This post's pissing and moaning is on the topic of civil servants.
By that I don't mean each and every civil servant individually. Some government workers are just fine and dandy. I've got no beef with the fellow who brings me my mail, or the utility worker who inspects my electrical panel, or the police officer directing traffic at the broken stoplight. They're all doing their job, and those jobs are needed.
My beef is with the term itself – "civil servant." It's that second word – "servant" – that really bugs me, because within it is a sanctimonious suggestion that something precious is being sacrificed for the greater good.
If we lived in a world where, at age 21, each young adult was given one of two choices: (a) a lucrative career in free enterprise, or (b) a lifetime, irrevocable commitment to a government job at a wage 30% less than the prevailing free market wage, well, I'd have no problem honoring these people with "civil servant." After all, they are making a measurable, lifelong sacrifice for (ostensibly) the benefit of their fellow man.
This, of course, is laughably untrue. The benefits of government employment, such as a virtual guarantee of lifetime employment, generous health benefits, and, shall we say, a low-pressure work environment, are legendary. At the risk of alienating the final handful of people whom I haven't pissed off already, my view has been that most government workers were simply too uncreative or unambitious to hack it in the world of business.
But setting aside the millions of bureacrats (whose rich pensions and health plans are forcing the likes of the US Postal Service ever-closer toward bankruptcy), the "civil servants" that really get my goat are the prominent politicians who cite their years of "public service." Listen, Bozo, it's a job. A job with money, benefits, and power. There's no "service" to it.
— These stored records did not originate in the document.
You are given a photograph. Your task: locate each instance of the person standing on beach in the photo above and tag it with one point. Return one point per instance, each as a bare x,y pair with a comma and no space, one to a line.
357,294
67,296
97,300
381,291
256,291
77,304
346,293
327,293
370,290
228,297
Volunteers are performing a public service. Organ donors, in their own way, are doing so as well. Members of the peace corps are "civil servants." These are people that are making a material sacrifice for the good of others.
But for the slow, grouchy clerk at the DMV…….the IRS auditor getting off on pushing you around during an examination…….the First Lady jetting off to an exotic locale with her daughters to the tune of millions of dollars per weekend……..there's no sacrifice to this at all. It's self-interest, pure and simple, and your actions don't merit the thanks or gratitude of anyone except, perhaps, your own family.